According to Dr Masri, the number of shootings has increased as more impoverished Gazans turn to collecting rubble to sell as construction material, which is still under Israeli embargo. "Every day we have one or two cases. Some kids are facing permanent disability. Most of the injuries are to the legs and feet, suggesting the soldiers did not aim to kill. That means they know that the people aren't militants."
Ziad Tamboura, 27, lying in a hospital bed with a heavily bandaged foot, was shot last week while collecting 500 metres from the border. X-rays showed the bones in the foot to be smashed by the bullet. He collected rubble in order to feed his wife and child. "If I am able to walk again, I will go back. There is no other work."
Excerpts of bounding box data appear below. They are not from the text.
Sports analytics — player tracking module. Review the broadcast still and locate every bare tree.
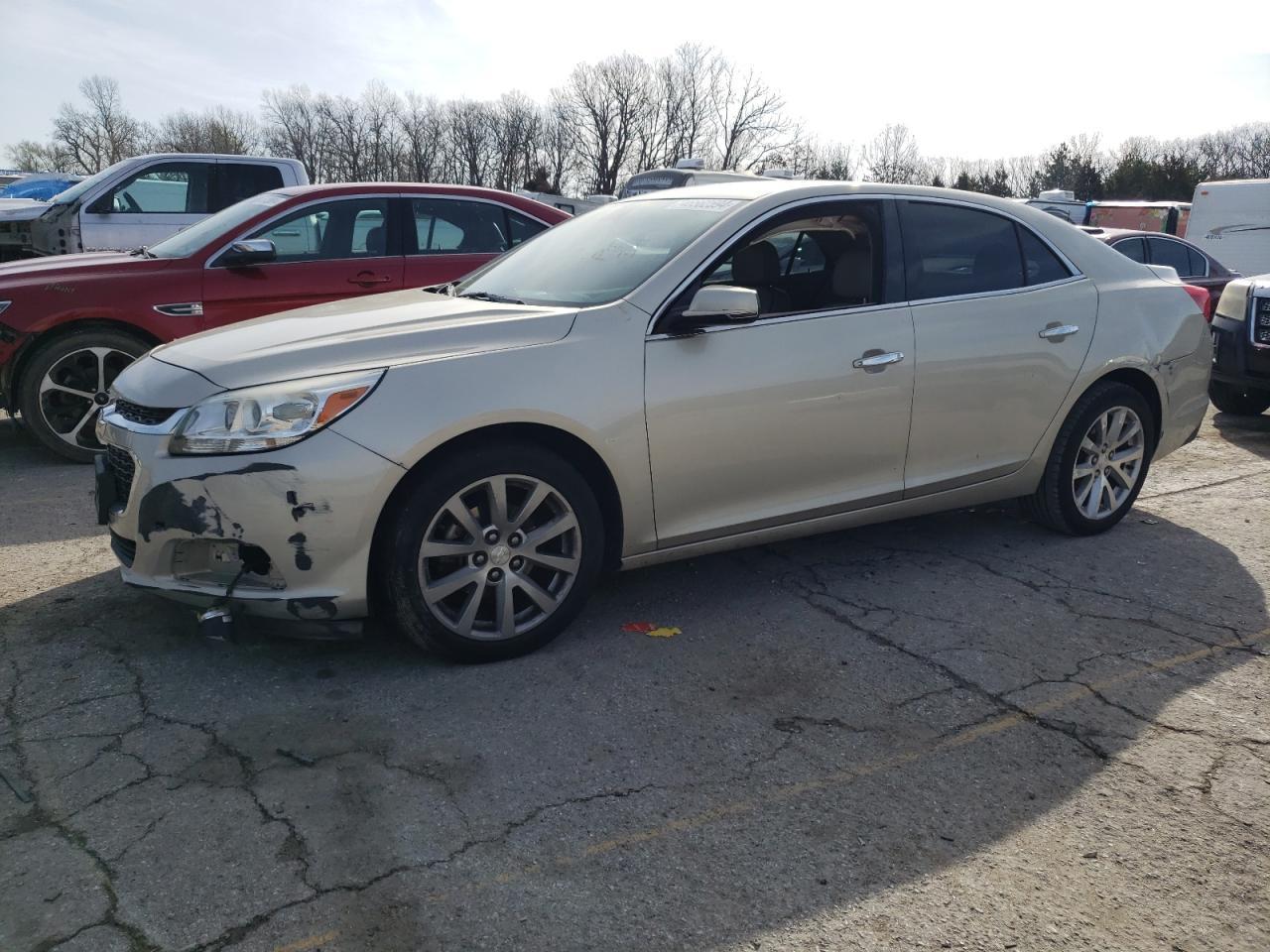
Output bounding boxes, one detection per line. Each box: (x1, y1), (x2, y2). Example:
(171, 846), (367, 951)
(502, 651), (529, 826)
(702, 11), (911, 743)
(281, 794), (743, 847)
(566, 54), (650, 194)
(445, 99), (494, 185)
(262, 86), (327, 181)
(5, 139), (75, 173)
(863, 124), (929, 185)
(150, 105), (260, 155)
(398, 92), (445, 181)
(54, 75), (146, 176)
(710, 56), (794, 169)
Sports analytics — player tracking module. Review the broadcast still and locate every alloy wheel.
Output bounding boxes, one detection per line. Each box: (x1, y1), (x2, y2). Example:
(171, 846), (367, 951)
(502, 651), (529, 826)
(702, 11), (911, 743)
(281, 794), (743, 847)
(1072, 407), (1147, 520)
(418, 475), (581, 641)
(38, 346), (136, 449)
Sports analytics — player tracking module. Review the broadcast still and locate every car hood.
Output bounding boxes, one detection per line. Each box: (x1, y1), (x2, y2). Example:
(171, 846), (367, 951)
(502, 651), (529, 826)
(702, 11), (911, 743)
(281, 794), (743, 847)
(0, 198), (49, 221)
(151, 290), (576, 390)
(0, 251), (164, 282)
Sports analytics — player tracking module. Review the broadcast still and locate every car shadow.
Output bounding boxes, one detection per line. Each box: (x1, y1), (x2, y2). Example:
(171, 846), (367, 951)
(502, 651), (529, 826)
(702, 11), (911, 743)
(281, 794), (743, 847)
(1212, 413), (1270, 458)
(0, 507), (1267, 952)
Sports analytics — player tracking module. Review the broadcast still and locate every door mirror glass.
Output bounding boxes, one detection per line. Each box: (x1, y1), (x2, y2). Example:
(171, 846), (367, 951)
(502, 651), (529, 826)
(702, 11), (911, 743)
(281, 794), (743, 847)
(684, 285), (758, 323)
(221, 239), (278, 268)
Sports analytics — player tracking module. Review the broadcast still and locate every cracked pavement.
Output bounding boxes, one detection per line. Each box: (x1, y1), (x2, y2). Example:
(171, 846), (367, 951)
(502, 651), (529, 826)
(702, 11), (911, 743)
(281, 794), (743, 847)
(0, 414), (1270, 952)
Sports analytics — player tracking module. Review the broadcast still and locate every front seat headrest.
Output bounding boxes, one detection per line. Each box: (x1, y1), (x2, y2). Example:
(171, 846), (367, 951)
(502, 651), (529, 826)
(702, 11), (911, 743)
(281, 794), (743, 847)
(829, 245), (872, 300)
(731, 241), (781, 289)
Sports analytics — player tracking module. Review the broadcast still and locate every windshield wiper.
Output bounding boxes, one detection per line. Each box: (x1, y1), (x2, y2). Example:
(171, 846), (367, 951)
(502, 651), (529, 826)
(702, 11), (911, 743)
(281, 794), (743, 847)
(458, 291), (525, 304)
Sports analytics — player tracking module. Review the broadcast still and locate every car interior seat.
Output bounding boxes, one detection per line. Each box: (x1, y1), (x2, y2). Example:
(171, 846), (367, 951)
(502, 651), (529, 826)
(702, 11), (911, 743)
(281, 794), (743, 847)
(731, 241), (790, 313)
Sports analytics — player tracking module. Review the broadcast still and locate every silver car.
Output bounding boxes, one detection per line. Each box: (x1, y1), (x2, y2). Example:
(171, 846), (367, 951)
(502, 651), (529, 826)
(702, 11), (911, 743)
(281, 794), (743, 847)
(98, 180), (1211, 661)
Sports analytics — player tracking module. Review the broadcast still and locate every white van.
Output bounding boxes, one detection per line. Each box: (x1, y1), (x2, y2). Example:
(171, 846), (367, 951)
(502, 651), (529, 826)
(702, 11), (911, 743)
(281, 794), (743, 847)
(1187, 178), (1270, 274)
(23, 153), (309, 255)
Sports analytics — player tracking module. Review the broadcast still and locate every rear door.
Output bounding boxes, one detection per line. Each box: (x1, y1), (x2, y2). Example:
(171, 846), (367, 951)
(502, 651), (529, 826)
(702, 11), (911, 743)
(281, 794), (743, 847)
(899, 199), (1097, 496)
(403, 195), (548, 289)
(80, 160), (216, 251)
(203, 195), (404, 327)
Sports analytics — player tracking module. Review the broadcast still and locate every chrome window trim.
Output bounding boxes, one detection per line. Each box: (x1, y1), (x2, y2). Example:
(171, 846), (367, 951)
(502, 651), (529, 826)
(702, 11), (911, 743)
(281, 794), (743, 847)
(644, 300), (925, 341)
(650, 191), (1088, 340)
(1140, 235), (1211, 281)
(203, 191), (401, 271)
(399, 191), (551, 257)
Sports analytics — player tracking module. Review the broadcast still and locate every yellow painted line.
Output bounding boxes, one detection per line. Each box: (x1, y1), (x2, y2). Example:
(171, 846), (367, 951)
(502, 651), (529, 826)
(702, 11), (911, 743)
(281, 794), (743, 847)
(273, 629), (1270, 952)
(273, 929), (339, 952)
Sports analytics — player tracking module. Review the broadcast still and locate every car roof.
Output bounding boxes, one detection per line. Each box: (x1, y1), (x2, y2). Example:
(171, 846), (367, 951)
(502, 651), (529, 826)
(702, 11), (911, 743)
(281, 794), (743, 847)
(272, 181), (572, 223)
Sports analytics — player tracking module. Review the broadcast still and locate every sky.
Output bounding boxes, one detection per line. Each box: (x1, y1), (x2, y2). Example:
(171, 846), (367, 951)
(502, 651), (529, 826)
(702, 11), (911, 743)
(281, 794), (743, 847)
(0, 0), (1270, 164)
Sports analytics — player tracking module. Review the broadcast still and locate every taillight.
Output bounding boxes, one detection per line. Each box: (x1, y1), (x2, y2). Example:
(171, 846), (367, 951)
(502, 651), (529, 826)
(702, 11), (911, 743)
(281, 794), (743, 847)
(1183, 285), (1212, 323)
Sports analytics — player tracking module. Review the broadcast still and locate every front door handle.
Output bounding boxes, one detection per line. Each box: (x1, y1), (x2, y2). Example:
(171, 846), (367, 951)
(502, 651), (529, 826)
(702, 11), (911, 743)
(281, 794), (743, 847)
(1036, 323), (1080, 340)
(348, 272), (393, 285)
(851, 350), (904, 371)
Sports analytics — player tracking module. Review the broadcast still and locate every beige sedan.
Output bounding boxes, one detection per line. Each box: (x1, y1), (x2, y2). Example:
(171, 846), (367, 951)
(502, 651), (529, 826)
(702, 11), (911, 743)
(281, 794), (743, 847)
(98, 180), (1211, 661)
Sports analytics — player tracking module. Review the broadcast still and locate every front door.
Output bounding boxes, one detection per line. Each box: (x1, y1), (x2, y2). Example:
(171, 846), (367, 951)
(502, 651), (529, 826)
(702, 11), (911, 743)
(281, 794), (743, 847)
(645, 199), (913, 547)
(203, 195), (403, 327)
(80, 162), (214, 251)
(899, 200), (1097, 496)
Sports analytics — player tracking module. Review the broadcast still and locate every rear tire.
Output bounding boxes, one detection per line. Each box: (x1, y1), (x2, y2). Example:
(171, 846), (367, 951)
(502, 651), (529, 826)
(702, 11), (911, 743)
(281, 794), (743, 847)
(1021, 381), (1156, 536)
(1207, 380), (1270, 416)
(382, 443), (604, 662)
(18, 327), (151, 463)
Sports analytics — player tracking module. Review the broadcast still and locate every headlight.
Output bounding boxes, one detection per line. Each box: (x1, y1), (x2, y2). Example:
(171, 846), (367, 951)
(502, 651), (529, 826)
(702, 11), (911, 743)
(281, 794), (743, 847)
(169, 369), (384, 453)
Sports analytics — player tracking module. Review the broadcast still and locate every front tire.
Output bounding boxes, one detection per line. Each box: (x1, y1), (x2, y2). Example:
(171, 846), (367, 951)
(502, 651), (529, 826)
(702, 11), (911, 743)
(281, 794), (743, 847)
(18, 327), (150, 463)
(1207, 380), (1270, 416)
(1022, 381), (1156, 536)
(385, 444), (604, 662)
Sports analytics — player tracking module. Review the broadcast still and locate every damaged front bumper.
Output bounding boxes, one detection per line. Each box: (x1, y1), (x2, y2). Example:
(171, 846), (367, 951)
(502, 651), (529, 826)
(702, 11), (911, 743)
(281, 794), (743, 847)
(96, 404), (404, 622)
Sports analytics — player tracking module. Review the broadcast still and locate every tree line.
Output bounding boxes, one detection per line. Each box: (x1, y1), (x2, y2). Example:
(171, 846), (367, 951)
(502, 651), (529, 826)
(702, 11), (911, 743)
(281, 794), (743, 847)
(8, 51), (1270, 200)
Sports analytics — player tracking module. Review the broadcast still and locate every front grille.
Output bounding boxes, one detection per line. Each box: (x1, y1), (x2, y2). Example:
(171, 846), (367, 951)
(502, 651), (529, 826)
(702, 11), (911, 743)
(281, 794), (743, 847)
(105, 443), (137, 505)
(114, 400), (179, 426)
(110, 532), (137, 568)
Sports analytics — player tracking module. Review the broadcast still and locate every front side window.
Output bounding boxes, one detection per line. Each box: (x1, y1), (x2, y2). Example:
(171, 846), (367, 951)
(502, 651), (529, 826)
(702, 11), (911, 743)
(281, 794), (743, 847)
(668, 199), (883, 317)
(100, 163), (213, 214)
(456, 196), (743, 307)
(1147, 239), (1195, 278)
(1111, 239), (1147, 263)
(407, 198), (512, 255)
(237, 198), (389, 262)
(212, 162), (282, 212)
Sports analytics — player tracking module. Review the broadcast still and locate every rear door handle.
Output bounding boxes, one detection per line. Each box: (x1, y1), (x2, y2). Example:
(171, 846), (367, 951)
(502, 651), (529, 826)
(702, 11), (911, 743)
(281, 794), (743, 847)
(348, 272), (393, 285)
(851, 350), (904, 371)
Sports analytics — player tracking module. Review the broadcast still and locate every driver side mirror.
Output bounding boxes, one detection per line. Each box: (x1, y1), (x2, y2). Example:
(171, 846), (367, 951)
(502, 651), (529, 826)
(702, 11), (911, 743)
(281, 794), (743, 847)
(221, 239), (278, 268)
(675, 285), (758, 331)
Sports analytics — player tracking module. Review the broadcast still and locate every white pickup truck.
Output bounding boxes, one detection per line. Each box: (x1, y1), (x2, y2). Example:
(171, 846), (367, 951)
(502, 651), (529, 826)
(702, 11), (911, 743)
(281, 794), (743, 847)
(0, 153), (309, 257)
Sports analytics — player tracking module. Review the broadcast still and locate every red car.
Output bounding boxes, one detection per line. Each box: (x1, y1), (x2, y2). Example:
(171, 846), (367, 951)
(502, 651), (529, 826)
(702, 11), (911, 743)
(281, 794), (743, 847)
(1083, 227), (1243, 320)
(0, 182), (569, 462)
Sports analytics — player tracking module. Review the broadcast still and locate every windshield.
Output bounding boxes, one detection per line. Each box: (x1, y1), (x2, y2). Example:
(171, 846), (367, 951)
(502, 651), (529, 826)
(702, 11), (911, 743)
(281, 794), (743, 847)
(50, 159), (132, 204)
(146, 191), (287, 258)
(454, 198), (740, 307)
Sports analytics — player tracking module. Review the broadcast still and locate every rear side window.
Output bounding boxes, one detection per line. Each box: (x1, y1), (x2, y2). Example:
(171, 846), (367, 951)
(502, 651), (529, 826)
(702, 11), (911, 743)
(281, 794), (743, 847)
(899, 202), (1026, 300)
(1111, 239), (1147, 263)
(212, 163), (282, 212)
(407, 198), (505, 255)
(100, 163), (213, 214)
(1015, 228), (1072, 285)
(1147, 239), (1195, 278)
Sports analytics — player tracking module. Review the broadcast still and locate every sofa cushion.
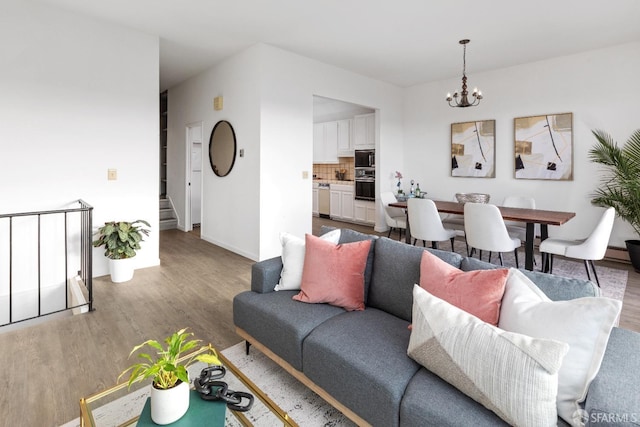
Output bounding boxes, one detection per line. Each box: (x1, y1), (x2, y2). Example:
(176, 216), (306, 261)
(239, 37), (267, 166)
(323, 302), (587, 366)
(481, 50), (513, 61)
(233, 291), (344, 370)
(499, 269), (622, 425)
(583, 328), (640, 426)
(367, 237), (462, 322)
(407, 286), (569, 427)
(400, 368), (509, 427)
(293, 234), (371, 311)
(303, 308), (420, 427)
(275, 230), (340, 291)
(420, 251), (509, 326)
(460, 257), (600, 301)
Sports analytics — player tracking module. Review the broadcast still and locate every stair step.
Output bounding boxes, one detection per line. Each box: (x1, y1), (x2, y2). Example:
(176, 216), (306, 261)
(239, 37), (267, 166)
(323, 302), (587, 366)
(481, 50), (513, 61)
(160, 209), (175, 220)
(160, 199), (171, 209)
(160, 218), (178, 231)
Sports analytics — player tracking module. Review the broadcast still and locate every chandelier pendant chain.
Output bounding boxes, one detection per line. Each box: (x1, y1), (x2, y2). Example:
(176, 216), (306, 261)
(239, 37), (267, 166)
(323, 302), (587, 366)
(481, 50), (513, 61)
(446, 39), (482, 107)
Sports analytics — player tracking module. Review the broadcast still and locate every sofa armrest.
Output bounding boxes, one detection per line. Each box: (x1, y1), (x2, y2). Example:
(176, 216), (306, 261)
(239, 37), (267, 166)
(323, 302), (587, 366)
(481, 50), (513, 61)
(584, 328), (640, 427)
(251, 256), (282, 294)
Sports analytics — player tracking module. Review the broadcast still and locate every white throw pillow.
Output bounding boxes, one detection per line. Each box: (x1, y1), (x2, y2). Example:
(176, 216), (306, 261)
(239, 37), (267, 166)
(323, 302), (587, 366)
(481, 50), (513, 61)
(274, 229), (340, 291)
(407, 285), (569, 427)
(498, 268), (622, 426)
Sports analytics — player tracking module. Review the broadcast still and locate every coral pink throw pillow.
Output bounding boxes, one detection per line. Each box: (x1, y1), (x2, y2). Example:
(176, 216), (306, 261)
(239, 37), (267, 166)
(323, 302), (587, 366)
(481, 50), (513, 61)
(293, 234), (371, 311)
(420, 251), (509, 326)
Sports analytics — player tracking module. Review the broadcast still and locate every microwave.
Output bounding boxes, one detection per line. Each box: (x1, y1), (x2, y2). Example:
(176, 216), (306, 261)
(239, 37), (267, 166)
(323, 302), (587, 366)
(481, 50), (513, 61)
(354, 150), (376, 168)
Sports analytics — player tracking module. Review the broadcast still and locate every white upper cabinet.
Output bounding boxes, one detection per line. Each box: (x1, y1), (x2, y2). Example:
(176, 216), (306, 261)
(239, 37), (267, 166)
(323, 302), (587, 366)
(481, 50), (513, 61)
(353, 113), (376, 150)
(336, 119), (353, 157)
(313, 122), (338, 163)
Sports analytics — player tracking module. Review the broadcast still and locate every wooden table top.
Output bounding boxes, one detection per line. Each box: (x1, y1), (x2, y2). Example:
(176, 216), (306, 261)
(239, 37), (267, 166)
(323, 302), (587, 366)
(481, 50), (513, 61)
(389, 200), (576, 225)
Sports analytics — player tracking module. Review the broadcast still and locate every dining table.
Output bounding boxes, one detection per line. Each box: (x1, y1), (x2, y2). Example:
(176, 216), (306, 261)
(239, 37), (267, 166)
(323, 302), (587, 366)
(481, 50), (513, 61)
(389, 200), (576, 270)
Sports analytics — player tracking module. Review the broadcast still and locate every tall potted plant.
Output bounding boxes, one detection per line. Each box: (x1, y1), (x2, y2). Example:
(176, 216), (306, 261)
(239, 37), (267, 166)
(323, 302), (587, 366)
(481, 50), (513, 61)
(93, 219), (151, 283)
(589, 129), (640, 273)
(118, 328), (221, 425)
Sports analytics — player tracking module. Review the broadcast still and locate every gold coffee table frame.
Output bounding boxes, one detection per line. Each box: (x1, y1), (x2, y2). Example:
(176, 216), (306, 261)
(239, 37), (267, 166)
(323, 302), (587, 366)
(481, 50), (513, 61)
(80, 344), (298, 427)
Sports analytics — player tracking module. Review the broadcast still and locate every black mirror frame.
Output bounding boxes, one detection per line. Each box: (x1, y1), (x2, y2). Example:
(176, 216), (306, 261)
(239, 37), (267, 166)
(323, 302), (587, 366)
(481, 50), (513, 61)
(209, 120), (238, 177)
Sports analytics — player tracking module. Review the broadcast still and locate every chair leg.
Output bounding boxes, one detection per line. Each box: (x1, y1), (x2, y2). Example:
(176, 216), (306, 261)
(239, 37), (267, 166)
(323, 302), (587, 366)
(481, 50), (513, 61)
(589, 260), (600, 287)
(584, 259), (591, 280)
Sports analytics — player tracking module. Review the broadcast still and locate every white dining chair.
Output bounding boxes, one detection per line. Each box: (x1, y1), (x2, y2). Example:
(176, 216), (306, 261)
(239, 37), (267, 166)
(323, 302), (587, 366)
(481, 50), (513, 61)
(380, 191), (407, 240)
(540, 208), (616, 287)
(407, 199), (456, 251)
(464, 203), (521, 267)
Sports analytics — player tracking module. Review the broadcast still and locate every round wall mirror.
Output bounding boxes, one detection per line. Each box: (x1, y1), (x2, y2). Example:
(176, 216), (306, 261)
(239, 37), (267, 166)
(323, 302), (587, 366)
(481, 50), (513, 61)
(209, 120), (236, 176)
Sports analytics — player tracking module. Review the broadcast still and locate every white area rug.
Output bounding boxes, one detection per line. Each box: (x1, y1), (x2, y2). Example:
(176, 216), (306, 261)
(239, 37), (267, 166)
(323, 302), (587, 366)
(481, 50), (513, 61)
(62, 342), (355, 427)
(62, 254), (628, 427)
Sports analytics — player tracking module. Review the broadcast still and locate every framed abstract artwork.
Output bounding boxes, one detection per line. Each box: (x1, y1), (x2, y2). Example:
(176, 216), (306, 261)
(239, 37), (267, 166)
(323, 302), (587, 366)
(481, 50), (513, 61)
(514, 113), (573, 181)
(451, 120), (496, 178)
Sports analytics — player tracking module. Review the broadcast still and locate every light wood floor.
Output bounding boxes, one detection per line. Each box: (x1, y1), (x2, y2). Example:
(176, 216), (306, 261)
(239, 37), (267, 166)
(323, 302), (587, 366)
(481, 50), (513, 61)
(0, 219), (640, 427)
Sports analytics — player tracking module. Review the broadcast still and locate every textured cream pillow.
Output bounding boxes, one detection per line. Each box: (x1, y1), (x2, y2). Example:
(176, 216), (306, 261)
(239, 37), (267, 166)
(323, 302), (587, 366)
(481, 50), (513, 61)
(274, 229), (340, 291)
(407, 285), (569, 427)
(498, 268), (622, 426)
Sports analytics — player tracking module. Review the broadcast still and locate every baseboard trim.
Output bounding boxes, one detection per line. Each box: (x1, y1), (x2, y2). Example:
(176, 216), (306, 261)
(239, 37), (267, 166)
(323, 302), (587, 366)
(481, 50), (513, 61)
(236, 327), (371, 427)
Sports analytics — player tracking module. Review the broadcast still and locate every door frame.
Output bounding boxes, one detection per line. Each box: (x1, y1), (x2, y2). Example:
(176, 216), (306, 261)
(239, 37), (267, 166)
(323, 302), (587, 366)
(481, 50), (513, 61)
(184, 120), (206, 231)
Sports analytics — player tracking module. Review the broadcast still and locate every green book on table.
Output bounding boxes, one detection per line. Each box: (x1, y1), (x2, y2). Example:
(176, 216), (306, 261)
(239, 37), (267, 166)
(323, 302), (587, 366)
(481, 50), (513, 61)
(138, 390), (227, 427)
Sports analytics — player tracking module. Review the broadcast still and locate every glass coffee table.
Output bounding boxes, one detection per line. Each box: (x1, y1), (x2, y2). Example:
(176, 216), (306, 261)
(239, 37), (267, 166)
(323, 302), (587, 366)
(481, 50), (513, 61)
(80, 347), (298, 427)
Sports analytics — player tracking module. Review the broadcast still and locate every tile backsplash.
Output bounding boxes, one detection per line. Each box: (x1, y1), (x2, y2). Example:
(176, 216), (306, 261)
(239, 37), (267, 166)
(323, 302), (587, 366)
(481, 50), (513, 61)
(313, 157), (355, 181)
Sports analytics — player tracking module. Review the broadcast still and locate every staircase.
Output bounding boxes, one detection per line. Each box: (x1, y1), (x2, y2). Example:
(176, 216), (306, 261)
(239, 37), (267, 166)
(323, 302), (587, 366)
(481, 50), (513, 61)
(160, 198), (178, 231)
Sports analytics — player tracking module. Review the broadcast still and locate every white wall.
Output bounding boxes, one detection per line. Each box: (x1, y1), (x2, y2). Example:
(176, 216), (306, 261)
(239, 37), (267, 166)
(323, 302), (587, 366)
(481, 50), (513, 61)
(0, 0), (159, 288)
(168, 45), (402, 260)
(402, 43), (640, 247)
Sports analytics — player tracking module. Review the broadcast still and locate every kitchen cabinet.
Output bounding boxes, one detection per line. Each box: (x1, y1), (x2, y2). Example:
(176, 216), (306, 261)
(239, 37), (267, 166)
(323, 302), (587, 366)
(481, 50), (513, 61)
(336, 119), (353, 157)
(313, 122), (338, 164)
(330, 184), (354, 220)
(353, 113), (376, 150)
(354, 200), (376, 224)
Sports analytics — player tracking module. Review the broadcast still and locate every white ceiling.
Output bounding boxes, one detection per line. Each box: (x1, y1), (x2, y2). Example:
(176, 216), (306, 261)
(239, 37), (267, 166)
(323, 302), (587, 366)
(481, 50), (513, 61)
(35, 0), (640, 90)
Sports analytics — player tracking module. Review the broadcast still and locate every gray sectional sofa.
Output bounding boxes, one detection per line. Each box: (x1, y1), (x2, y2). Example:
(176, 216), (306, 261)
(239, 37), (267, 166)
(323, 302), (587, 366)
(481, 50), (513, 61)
(233, 228), (640, 427)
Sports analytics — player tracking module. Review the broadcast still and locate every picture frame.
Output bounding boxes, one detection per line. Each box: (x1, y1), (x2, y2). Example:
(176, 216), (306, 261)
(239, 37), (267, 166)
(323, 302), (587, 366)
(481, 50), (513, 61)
(513, 113), (573, 181)
(451, 120), (496, 178)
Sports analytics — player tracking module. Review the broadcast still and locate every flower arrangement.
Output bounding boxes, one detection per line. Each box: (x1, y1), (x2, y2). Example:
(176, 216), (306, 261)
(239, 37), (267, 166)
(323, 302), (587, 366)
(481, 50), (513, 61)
(395, 171), (402, 194)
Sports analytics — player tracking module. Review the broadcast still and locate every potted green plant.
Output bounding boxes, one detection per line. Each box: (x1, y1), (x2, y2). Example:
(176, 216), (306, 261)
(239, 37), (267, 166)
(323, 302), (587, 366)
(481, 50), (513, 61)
(93, 219), (151, 283)
(118, 328), (221, 425)
(589, 129), (640, 273)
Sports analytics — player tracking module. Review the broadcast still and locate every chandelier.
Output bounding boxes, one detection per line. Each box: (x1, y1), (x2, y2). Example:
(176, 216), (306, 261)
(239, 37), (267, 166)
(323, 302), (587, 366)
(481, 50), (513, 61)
(447, 39), (482, 107)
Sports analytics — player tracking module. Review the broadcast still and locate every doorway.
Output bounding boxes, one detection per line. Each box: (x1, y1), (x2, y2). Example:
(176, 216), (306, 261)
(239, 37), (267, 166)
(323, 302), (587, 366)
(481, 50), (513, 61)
(185, 122), (203, 231)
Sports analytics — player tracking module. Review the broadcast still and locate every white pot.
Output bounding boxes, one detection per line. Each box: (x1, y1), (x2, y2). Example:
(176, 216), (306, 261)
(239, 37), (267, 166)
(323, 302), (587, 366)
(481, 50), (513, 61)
(151, 382), (189, 425)
(109, 258), (134, 283)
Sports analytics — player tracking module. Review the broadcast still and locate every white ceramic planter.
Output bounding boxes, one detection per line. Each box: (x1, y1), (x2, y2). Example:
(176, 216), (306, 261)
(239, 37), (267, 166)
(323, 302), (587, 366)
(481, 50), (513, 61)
(109, 258), (134, 283)
(151, 382), (189, 425)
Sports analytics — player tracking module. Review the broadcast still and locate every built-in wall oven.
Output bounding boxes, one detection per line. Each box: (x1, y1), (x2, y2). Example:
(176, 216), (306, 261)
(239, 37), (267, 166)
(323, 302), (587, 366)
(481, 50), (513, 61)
(355, 150), (376, 200)
(355, 178), (376, 200)
(354, 150), (376, 168)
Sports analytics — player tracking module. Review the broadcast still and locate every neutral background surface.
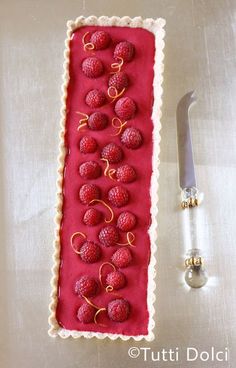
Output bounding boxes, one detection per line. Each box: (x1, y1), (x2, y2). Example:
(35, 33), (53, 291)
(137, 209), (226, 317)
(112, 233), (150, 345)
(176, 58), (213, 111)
(0, 0), (236, 368)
The Gaza City-based Al-Mezan Centre for Human Rights is to mount a legal challenge jointly with the Israeli groups Adalah and Physicians for Human Rights to breaches of the official buffer zone. "The area [the Israelis] announced is not the same as what exists on the ground," said the centre's Samir Zaqout.
He criticised the Israelis for shooting and shelling unarmed civilians. "They know everything. They have the technological capacity to monitor the area. They have drones in the sky all the time. They are observing and screening everything."
According to the UN, about 30% of Gaza's arable land is contained within 300 metres of the 50km border. The difficulty farmers face in reaching their land had had an impact on the availability of crops in Gaza, Zaqout said. "Tomatoes are now 10 shekels a kilo, whereas the price used to be one or two shekels."
The Abu Said family, whose land lies outside the buffer zone, felt confident that their faces were well known to Israeli troops monitoring the area. "Every day six or seven members of my family are there [on the land]," said Mohammed Abu Said.
But on 12 September, 91-year-old Ibrahim Abu Said, his 17-year-old grandson, Hussam, and a family friend, Ismail Abu Owda, 16, were killed by a shell fired from a tank on the Israeli side of the border. "This was a very old man taking care of his goats," said Mohammed, Ibrahim's son. "Our land used to be like a heaven. Now it's like a desert."
He blamed Palestinian militants for firing rockets as well as the Israeli military.
In a statement, the Israeli military said the 300-metre buffer zone was created in response to "many incidents of hostile terrorist activity" close to the security fence, often made "under a civilian disguise".
It added: "The IDF acts in order to prevent harm to civilian populations in its operations and any complaint expressed regarding its soldiers' conduct will be … examined according to the existing policy."